Namun, aku terlalu takut untuk membantah perintah guruku itu. Aku mengangkat wajah dan melihat ke seluruh ruangan kelas. Tampak mata-mata meremehkan dan senyum mengejek di wajah teman-temanku. Dadaku terasa sesak. Tangan juga terkepal. Ingin rasanya aku berdiri dan menuding mereka satu per satu sambil membalas tatapan mereka dengan pandangan menusuk. Sayangnya hal itu tidak mungkin aku lakukan. Memangnya aku siapa hingga berani melakukan hal itu? Aku kan hanya anak paling bodoh di kelas!

Syukurlah tak lama kemudian bel berbunyi. Aku segera membereskan peralatan tulis yang berserakan di meja sambil mengembuskan napas lega. Dalam perjalanan pulang, aku memikirkan bagaimana caranya menceritakan kejadian ini kepada Mama. Keringatku mengucur deras membasahi kerah baju dan punggung membayangkan reaksinya. Mama memang tidak ada di sekolah hari ini karena ada pertemuan di kantor dinas pendidikan. Namun, aku yakin Mama tahu. Bu Harum pasti segera melaporkan kebodohanku.

Mama pulang sekitar pukul empat sore sambil menggendong Runi. Setiap hari, adikku itu memang dititipkan ke tempat penitipan anak. Pulang dari mengajar Mama akan menjemputnya. Saat membukakan pintu, perasaanku sudah tidak enak melihat wajah Mama. Matanya menatap tajam seperti pemain sinetron kalau sedang marah. Namun, Mama hanya diam dan segera bersiap untuk memandikan Runi.

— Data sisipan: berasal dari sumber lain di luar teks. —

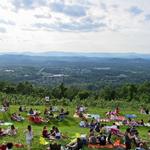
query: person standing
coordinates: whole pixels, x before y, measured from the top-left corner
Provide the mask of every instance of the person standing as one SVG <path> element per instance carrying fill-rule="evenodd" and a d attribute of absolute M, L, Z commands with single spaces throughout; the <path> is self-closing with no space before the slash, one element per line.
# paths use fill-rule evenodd
<path fill-rule="evenodd" d="M 32 131 L 31 125 L 28 125 L 28 127 L 24 131 L 24 133 L 26 136 L 27 148 L 28 148 L 28 150 L 31 150 L 31 144 L 32 144 L 32 140 L 33 140 L 33 131 Z"/>
<path fill-rule="evenodd" d="M 126 150 L 130 150 L 131 149 L 131 144 L 132 144 L 132 139 L 134 139 L 134 135 L 131 135 L 130 132 L 130 128 L 127 128 L 126 132 L 125 132 L 125 146 L 126 146 Z"/>

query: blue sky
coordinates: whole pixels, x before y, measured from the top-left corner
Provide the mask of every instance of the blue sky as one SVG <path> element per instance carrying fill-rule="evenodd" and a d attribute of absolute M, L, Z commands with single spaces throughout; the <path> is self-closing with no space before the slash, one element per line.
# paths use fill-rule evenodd
<path fill-rule="evenodd" d="M 150 53 L 150 0 L 1 0 L 1 52 Z"/>

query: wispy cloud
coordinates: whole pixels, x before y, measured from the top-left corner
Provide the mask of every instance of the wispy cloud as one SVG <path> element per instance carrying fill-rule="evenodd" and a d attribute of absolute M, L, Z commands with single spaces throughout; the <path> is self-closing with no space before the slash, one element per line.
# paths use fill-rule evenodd
<path fill-rule="evenodd" d="M 47 14 L 47 15 L 34 15 L 36 18 L 38 19 L 50 19 L 52 16 L 51 14 Z"/>
<path fill-rule="evenodd" d="M 0 27 L 0 33 L 6 33 L 7 31 L 6 31 L 6 29 L 5 28 L 3 28 L 3 27 Z"/>
<path fill-rule="evenodd" d="M 143 10 L 137 6 L 130 7 L 128 11 L 133 15 L 139 15 L 143 12 Z"/>
<path fill-rule="evenodd" d="M 0 24 L 15 25 L 15 22 L 10 21 L 10 20 L 0 19 Z"/>
<path fill-rule="evenodd" d="M 46 5 L 46 0 L 12 0 L 13 6 L 18 9 L 32 9 Z"/>
<path fill-rule="evenodd" d="M 86 15 L 86 8 L 77 4 L 65 4 L 64 2 L 51 3 L 52 11 L 64 13 L 72 17 L 82 17 Z"/>
<path fill-rule="evenodd" d="M 145 15 L 145 20 L 150 21 L 150 14 Z"/>
<path fill-rule="evenodd" d="M 93 19 L 91 17 L 85 17 L 80 20 L 70 20 L 70 22 L 64 22 L 58 20 L 55 23 L 35 23 L 32 27 L 42 30 L 52 31 L 70 31 L 70 32 L 93 32 L 102 31 L 107 28 L 105 18 Z"/>

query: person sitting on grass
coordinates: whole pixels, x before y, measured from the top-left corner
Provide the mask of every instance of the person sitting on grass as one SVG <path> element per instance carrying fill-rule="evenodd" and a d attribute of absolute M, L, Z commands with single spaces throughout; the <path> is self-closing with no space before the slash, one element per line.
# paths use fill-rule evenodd
<path fill-rule="evenodd" d="M 3 101 L 3 107 L 5 108 L 5 111 L 7 111 L 9 108 L 9 101 L 7 98 Z"/>
<path fill-rule="evenodd" d="M 32 108 L 30 108 L 30 110 L 29 110 L 29 115 L 35 115 L 35 113 L 34 113 Z"/>
<path fill-rule="evenodd" d="M 55 139 L 55 133 L 53 130 L 50 130 L 49 139 L 54 140 Z"/>
<path fill-rule="evenodd" d="M 7 108 L 2 106 L 2 108 L 0 108 L 0 112 L 6 112 L 7 111 Z"/>
<path fill-rule="evenodd" d="M 139 146 L 137 146 L 135 150 L 146 150 L 146 149 L 144 148 L 143 143 L 140 143 Z"/>
<path fill-rule="evenodd" d="M 79 107 L 79 112 L 85 113 L 85 107 L 83 105 Z"/>
<path fill-rule="evenodd" d="M 146 114 L 145 113 L 145 108 L 143 106 L 141 106 L 141 108 L 140 108 L 140 114 Z"/>
<path fill-rule="evenodd" d="M 47 108 L 45 108 L 45 110 L 44 110 L 44 115 L 45 115 L 45 116 L 48 116 L 48 115 L 49 115 L 49 111 L 48 111 Z"/>
<path fill-rule="evenodd" d="M 96 125 L 95 125 L 95 131 L 100 132 L 100 128 L 101 128 L 100 122 L 97 122 Z"/>
<path fill-rule="evenodd" d="M 24 120 L 24 118 L 21 116 L 21 114 L 16 114 L 16 113 L 13 113 L 11 115 L 11 119 L 14 120 L 14 121 L 18 121 L 18 122 Z"/>
<path fill-rule="evenodd" d="M 92 118 L 92 120 L 91 120 L 91 122 L 90 122 L 90 128 L 91 128 L 91 129 L 94 129 L 95 126 L 96 126 L 96 124 L 97 124 L 97 121 L 96 121 L 94 118 Z"/>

Setelah makan malam dan mencuci bekas makan, aku menghampiri Mama. Dia terlihat asyik menonton sinetron.

“Ma, tadi Rama ditanya perkalian nggak bisa jawab. Ajarin, ya,” pintaku.

Mama hanya melirikku tajam.

“Ayo dong, Ma,” rajukku

“Kamu nggak lihat Mama lagi capek? Lagi pula kamu kan sudah berulang kali mama ajari perkalian. Kamunya aja yang nggak ngerti-ngerti. Kenapa, sih, kamu nggak seperti Rafli yang pandai? Jadinya ayahmu lebih memilih membawa Rafli daripada kamu. Kalau saja Rafli yang ikut Mama tiga tahun lalu, pasti dia nggak bakal meninggal kena DBD! Istri baru ayahmu pasti nggak merawat Rafli sampai dia bisa meninggal.” Setelah mengomel panjang, Mama menutup wajah dan mulai terisak.

Aku mundur menjauhi Mama. Aku tak ingin membuatnya marah dan teringat Mas Rafli lagi. Andai Mama tahu, aku juga ingin seperti kakakku Rafli. Dia pandai dan sering menemaniku belajar.

***

Siang ini, aku kena omel Bu Harum lagi. Semua gara-gara aku tidak bisa melakukan pengurangan. Matematika memang kelemahanku. Kenapa mereka tidak mau tahu?

“Belajar, dong, jangan main terus! Kamu mau nggak naik kelas lagi? Mau mempermalukan mama kamu?” tegur Bu Harum. Aku tertunduk di depan meja wali kelasku itu. Teman sekelasku semuanya sudah pulang. Hanya aku dan Bu Harum yang masih berada di kelas.

“Sa-saya sudah belajar, Bu.” Terbata-bata aku menjawab.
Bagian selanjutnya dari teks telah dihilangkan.